AIaaS – How does it works?

As AIaaS,was being developed it was made clear that it will exceed its main target, which is no other than help thousands of colleagues to automate processes that otherwise they would not have been capable to do due to the systems’ incapacity to work with non-structured data.

It would not have made sense to offer an innovative and robust product that solves this common issue without facing a complex implementation. At MCCM, we have worked with some providers that were held back due to the necessary infrastructure or tedious configuration to utilise their own products, therefore, we wanted to be certain that AIaaS should rise up to the measure of its creation.

Many of you may already know that the algorithms used in the area of artificial intelligence require a high processing capacity, hence, a question to answer was: how to offer an innovative, personal, self-floating product to clients without requiring of them a complex infrastructure in order to execute AIaaS? The answer to this question was: ‘by storing it in the cloud’.
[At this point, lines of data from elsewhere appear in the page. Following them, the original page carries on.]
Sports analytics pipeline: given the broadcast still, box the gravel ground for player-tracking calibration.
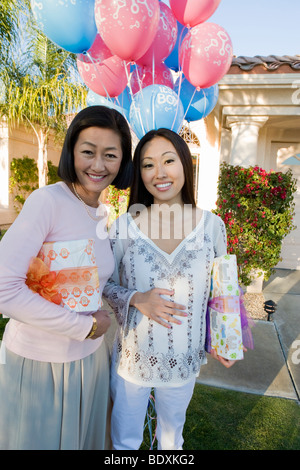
[244,293,268,320]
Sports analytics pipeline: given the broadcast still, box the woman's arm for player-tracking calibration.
[0,188,93,340]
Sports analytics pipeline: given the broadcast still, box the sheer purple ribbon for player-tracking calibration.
[205,288,255,353]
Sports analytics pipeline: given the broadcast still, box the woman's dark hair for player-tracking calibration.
[128,128,196,210]
[58,106,133,189]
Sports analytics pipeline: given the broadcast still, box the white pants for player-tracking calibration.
[111,368,195,450]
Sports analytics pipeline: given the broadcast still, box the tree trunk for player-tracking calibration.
[37,129,48,188]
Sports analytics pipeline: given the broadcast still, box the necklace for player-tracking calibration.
[72,183,99,222]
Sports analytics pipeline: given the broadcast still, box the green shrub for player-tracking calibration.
[9,155,59,213]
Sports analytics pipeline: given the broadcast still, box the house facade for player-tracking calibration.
[0,56,300,269]
[190,56,300,269]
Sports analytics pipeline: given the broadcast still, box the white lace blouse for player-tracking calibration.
[103,211,226,387]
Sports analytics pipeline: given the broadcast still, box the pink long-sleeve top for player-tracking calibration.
[0,182,114,362]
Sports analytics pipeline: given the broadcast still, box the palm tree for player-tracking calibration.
[0,0,87,186]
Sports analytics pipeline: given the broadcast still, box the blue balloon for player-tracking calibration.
[31,0,97,54]
[164,21,188,72]
[129,85,184,139]
[86,90,129,120]
[174,76,219,122]
[114,86,132,120]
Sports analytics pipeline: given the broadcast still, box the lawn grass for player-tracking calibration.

Offering the service through the cloud by calling a REST service permits to use it from any RPA software (UiPath, BluePrism, Automation Anywhere, etc, or by default through any programming language). Sometimes, in order to use the Machine Learning algorithms is required a high processing power, subsequently, instead of having to set a computer on the clients’ site, a self-floating structure was created, providing simultaneous service to all clients without the need for them to have a live machine.

After analysing several options, Amazon Sagemaker service was the chosen one to store AIaaS, above Google ML. Owing to Amazon Sagemaker, the issue of implementing a machine on the clients’ site was solved. At MCCM we are faithful supporters of automation, thus, it would not be right for us not to offer a fully automated product.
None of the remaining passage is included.